Recruitment Sector Echoes Concerns
The findings from the REC further corroborate these observations, indicating a persistent decline in permanent job placements throughout January. Vacancies have also continued to shrink, signalling a tightening job market with fewer opportunities.
Neil Carberry, Chief Executive of the REC, articulated the complex decision-making process currently facing businesses: “The decisions firms are now making involve lots of trade-offs, such as whether to create jobs in the UK or elsewhere, or which jobs need the human touch as opposed to an automated solution.” This highlights the strategic considerations businesses are undertaking, weighing domestic investment against international options and the increasing role of automation.
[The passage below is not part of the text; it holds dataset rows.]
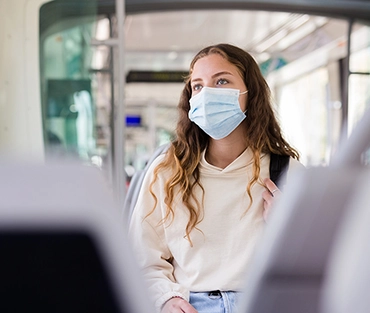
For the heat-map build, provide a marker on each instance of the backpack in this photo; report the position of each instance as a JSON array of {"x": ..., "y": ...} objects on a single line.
[{"x": 278, "y": 166}]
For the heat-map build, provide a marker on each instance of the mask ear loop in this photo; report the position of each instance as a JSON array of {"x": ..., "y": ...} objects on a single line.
[{"x": 243, "y": 93}]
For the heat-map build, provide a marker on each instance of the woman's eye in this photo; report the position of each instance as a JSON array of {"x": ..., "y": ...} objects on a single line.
[{"x": 222, "y": 81}]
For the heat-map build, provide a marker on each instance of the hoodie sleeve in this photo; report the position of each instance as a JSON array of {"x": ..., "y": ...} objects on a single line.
[{"x": 148, "y": 238}]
Carberry stressed the critical link between economic growth and employment levels: “A growing, inclusive economy requires high levels of employment – a focus on encouraging firms to create jobs rather than discouraging that investment is more important than ever.” He concluded with a direct appeal to the government, stating, “So far, the Government has struggled to convince businesses it wants them to hire. That has to change in the decisions that are made this year if we are to avoid a continued rise in unemployment.”
The current economic climate presents a significant challenge for policymakers aiming to foster job creation and economic vitality. The data suggests that a strategic re-evaluation of policies impacting business investment and hiring is paramount to navigating these turbulent economic waters and preventing a further slide into higher unemployment figures.